Fá’s gravBoots whine and he bursts into the sky, heading south toward the Pandora. The three surviving Gorgons follow behind. The rest of Fá’s loyalists did not wear their gravBoots to the feast. Abandoned by their king, they are set upon by Skarde and the other jarls. Some fight back nobly. Some beg for mercy only to be hacked apart. Others escape into the garden to be pursued and killed amongst the trees.
I cannot stop this bloodshed, so I do not try.
The Ascomanni watch Fá shrink in the sky. They have not yet recovered from their stupor. Many have fallen to their knees. They believed their Fá a messiah. Invincible. Yet he fled before my blade, my accusations.
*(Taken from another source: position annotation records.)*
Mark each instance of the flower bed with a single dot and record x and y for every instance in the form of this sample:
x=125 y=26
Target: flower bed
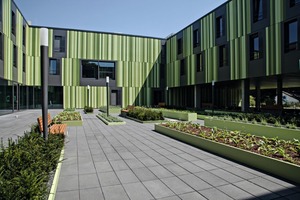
x=26 y=165
x=110 y=120
x=69 y=118
x=259 y=152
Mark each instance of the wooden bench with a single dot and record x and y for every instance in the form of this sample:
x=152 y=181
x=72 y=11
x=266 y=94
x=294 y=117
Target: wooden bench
x=53 y=128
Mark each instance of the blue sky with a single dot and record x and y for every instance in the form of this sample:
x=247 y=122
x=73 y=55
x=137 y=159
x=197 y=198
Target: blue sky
x=157 y=18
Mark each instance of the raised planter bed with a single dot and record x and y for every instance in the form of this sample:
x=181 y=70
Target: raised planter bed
x=256 y=129
x=110 y=123
x=273 y=166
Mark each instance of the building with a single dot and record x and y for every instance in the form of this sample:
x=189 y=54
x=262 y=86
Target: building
x=242 y=48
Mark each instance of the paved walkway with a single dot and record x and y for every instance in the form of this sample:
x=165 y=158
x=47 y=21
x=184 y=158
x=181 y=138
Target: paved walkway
x=134 y=162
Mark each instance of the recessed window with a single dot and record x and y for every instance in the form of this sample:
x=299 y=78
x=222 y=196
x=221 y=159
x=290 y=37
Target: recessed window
x=54 y=67
x=258 y=10
x=182 y=68
x=220 y=27
x=199 y=62
x=59 y=43
x=196 y=39
x=24 y=62
x=13 y=23
x=98 y=69
x=294 y=3
x=291 y=36
x=179 y=46
x=15 y=54
x=255 y=47
x=223 y=61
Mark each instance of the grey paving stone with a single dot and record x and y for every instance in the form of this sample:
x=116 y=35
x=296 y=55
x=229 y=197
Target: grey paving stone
x=177 y=185
x=137 y=191
x=194 y=182
x=160 y=172
x=108 y=179
x=103 y=166
x=91 y=194
x=144 y=174
x=235 y=192
x=67 y=195
x=115 y=192
x=67 y=183
x=213 y=193
x=127 y=176
x=158 y=189
x=88 y=181
x=256 y=190
x=192 y=196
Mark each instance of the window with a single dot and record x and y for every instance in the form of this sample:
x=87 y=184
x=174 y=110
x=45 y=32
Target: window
x=54 y=66
x=199 y=62
x=182 y=68
x=179 y=46
x=15 y=54
x=220 y=27
x=291 y=36
x=294 y=3
x=258 y=13
x=24 y=62
x=255 y=49
x=223 y=56
x=59 y=43
x=13 y=23
x=98 y=69
x=196 y=39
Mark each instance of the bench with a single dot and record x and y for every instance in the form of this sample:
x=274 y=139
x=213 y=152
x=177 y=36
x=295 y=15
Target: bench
x=53 y=128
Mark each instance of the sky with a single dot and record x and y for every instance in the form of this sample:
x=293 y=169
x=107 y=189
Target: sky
x=155 y=18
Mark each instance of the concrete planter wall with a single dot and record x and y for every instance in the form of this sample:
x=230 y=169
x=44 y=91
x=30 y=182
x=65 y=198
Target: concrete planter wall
x=256 y=129
x=276 y=167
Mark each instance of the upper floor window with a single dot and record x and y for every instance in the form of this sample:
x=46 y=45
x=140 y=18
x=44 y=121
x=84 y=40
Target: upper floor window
x=258 y=10
x=54 y=67
x=59 y=43
x=294 y=3
x=196 y=39
x=223 y=57
x=220 y=27
x=182 y=68
x=199 y=62
x=255 y=47
x=13 y=23
x=291 y=36
x=179 y=46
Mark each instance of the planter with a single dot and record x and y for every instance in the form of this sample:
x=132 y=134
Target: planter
x=56 y=177
x=110 y=123
x=255 y=129
x=276 y=167
x=183 y=116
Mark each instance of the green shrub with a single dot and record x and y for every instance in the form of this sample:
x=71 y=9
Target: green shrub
x=25 y=166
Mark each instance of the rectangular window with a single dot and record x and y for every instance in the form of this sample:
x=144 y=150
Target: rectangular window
x=291 y=36
x=13 y=23
x=179 y=46
x=196 y=39
x=199 y=62
x=258 y=10
x=24 y=62
x=255 y=49
x=15 y=54
x=223 y=56
x=54 y=67
x=59 y=43
x=294 y=3
x=220 y=27
x=182 y=68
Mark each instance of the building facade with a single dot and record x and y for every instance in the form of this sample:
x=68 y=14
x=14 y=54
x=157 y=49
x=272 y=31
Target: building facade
x=242 y=49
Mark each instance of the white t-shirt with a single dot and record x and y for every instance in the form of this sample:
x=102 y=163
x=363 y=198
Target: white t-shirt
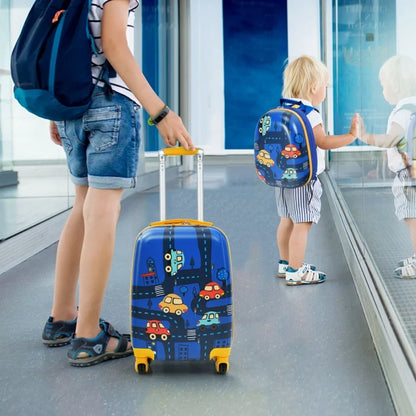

He fled because he was afraid to die. Their religion crumbles before their eyes.
I stalk toward them, lift Pyrphoros, beat my chest, and howl at them in challenge. “You have seen your king bleed. You have seen him run. Come, witness him confess.”
As a shaman translates, I feel a hand on my low back and know it’s Cassius. “You used your boots.”
“Sorry.”
“No. That was…What was that?”
Skarde stumbles to his feet, cradling a bloody left arm. He points after Fá and shouts to me. “Tyr Morga! If he makes it to the Pandora he will nuke this entire island!”